From mboxrd@z Thu Jan  1 00:00:00 1970
From: hch@infradead.org (Christoph Hellwig)
Date: Tue, 26 Jan 2016 08:53:34 -0800
Subject: [PATCH 1/2] NVMe: Make surprise removal work again
In-Reply-To: <1453757017-13640-1-git-send-email-keith.busch@intel.com>
References: <1453757017-13640-1-git-send-email-keith.busch@intel.com>
Message-ID: <20160126165334.GB609@infradead.org>

> +static void __nvme_start_queue_locked(struct nvme_ns *ns)
> +{
> +	queue_flag_clear_unlocked(QUEUE_FLAG_STOPPED, ns->queue);
> +	blk_mq_start_stopped_hw_queues(ns->queue, true);
> +	blk_mq_kick_requeue_list(ns->queue);
> +}

This almost screams for a block level helper.

> +
>  static void nvme_ns_remove(struct nvme_ns *ns)
>  {
>  	bool kill = nvme_io_incapable(ns->ctrl) &&
> @@ -1187,15 +1194,20 @@ static void nvme_ns_remove(struct nvme_ns *ns)
>  
>  	if (kill) {
>  		blk_set_queue_dying(ns->queue);
> +		mb();

Please always comment memory barriers, I can't really make any sense
of this one.

>  		/*
>  		 * The controller was shutdown first if we got here through
>  		 * device removal. The shutdown may requeue outstanding
>  		 * requests.
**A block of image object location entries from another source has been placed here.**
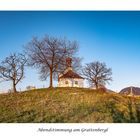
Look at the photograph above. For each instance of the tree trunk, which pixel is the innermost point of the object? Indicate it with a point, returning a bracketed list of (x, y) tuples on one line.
[(51, 79), (14, 87), (96, 85)]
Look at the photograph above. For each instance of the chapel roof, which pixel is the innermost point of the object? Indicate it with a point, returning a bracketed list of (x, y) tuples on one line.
[(71, 74)]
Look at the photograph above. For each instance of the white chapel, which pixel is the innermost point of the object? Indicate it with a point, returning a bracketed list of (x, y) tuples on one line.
[(69, 78)]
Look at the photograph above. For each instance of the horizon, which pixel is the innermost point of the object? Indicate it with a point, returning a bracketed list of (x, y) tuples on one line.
[(112, 37)]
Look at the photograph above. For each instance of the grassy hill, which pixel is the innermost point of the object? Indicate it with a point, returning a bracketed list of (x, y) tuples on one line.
[(68, 105)]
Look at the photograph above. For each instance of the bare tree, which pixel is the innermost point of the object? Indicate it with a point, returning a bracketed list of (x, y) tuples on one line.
[(12, 69), (49, 54), (97, 74)]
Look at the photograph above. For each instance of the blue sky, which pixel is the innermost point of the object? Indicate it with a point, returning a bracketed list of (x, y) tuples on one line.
[(110, 37)]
These need to be aborted immediately so
>  		 * del_gendisk doesn't block indefinitely for their completion.
> +		 * The queue needs to be restarted to let pending requests
> +		 * fail.
>  		 */
>  		blk_mq_abort_requeue_list(ns->queue);
> +		__nvme_start_queue_locked(ns);

Also why do we need a kick of the requeue list above if we just aborted
all requests on it?

> index 72ef832..bdf148e 100644
> --- a/drivers/nvme/host/pci.c
> +++ b/drivers/nvme/host/pci.c
> @@ -640,6 +640,10 @@ static int nvme_queue_rq(struct blk_mq_hw_ctx *hctx,
>  	struct nvme_command cmnd;
>  	int ret = BLK_MQ_RQ_QUEUE_OK;
>  
> +	if (unlikely(blk_queue_dying(req->q))) {
> +		blk_mq_end_request(req, -EIO);
> +		return BLK_MQ_RQ_QUEUE_OK;
> +	}

Seems like this is something blk-mq should be doing.